Part I – Zero Tolerance?
Newsflash: having a drink and then driving is NOT against the law in South Carolina. There is no such thing as zero tolerance for alcohol and driving. If you want to be on the safe side, you should probably think about not driving after you’ve had anything to drink. Police officers and prosecutors are under tremendous political pressure to be tough on DUI, and nobody wants to be hassled and spend a night in jail for something they didn’t do. There is, however, a difference between “drinking and driving” and DUI, so let’s talk about what DUI really means.

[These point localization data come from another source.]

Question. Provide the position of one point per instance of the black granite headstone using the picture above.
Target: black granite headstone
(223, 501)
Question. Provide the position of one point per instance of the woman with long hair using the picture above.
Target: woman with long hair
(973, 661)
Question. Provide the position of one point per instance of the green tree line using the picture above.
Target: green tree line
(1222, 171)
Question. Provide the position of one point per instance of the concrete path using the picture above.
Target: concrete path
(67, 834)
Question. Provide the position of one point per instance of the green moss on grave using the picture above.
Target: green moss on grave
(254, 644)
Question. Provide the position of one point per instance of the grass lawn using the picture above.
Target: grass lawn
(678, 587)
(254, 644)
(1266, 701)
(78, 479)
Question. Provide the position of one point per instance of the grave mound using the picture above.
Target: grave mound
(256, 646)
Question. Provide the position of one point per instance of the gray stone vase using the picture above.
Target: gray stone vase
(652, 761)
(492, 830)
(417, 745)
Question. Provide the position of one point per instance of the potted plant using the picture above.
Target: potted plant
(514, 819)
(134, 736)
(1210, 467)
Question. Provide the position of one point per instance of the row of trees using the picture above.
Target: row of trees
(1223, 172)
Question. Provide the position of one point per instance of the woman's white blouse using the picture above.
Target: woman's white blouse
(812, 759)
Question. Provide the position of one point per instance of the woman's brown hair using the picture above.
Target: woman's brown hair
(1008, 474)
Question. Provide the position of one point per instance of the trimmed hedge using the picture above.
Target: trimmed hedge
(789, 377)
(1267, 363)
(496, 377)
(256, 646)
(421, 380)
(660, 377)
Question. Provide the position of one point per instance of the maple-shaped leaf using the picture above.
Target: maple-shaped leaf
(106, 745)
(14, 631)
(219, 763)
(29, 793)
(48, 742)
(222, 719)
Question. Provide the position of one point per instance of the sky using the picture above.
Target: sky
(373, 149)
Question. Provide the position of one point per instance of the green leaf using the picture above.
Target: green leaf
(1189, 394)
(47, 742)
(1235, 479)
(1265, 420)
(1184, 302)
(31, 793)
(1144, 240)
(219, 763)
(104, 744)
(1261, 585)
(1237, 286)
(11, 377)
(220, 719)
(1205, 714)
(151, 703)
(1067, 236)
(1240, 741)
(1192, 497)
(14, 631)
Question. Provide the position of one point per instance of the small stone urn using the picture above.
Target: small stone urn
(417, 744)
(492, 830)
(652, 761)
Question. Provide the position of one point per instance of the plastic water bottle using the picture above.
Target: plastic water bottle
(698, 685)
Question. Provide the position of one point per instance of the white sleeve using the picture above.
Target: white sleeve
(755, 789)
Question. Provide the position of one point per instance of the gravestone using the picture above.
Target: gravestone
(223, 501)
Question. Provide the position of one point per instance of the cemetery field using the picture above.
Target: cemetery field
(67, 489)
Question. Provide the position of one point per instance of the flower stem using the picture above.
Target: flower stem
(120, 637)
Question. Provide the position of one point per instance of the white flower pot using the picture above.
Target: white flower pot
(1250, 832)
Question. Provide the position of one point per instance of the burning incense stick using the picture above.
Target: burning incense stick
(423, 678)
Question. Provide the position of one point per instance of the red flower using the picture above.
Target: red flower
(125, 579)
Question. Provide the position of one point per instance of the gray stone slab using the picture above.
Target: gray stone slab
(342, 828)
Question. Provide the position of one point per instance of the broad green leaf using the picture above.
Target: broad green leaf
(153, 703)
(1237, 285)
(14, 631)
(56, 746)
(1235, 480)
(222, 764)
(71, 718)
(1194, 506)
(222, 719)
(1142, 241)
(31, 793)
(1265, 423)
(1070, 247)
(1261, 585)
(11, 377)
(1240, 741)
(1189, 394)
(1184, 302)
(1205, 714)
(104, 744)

Technically speaking, it is against the law to operate a motor vehicle while under the influence of drugs or alcohol. Consequently, a DUI investigation is geared to prove that you are being affected by the substance, not simply that you have ingested a substance. This is an important point to keep in mind as we move through the stages of a DUI stop. If the officer just wanted to prove you drank and drove, he could do so with straightforward evidence such as a picture of you leaving a bar or a receipt from a liquor store or the simple assertion that you smelled like alcohol (more on this one later). The only way for a police officer to prove that you are under the influence is by directly observing your actions! One way to successfully avoid a DUI conviction is to not give him that chance.
Sidenote: Throughout this series we will be talking mostly about alcohol, but remember that drugs, whether prescribed or recreational, can be the basis for a DUI arrest as well. If the prescription bottle says not to drive, don’t do it; If you’re stoned, just order pizza instead. That being said, all of the wisdom that follows applies to drugs as well as alcohol.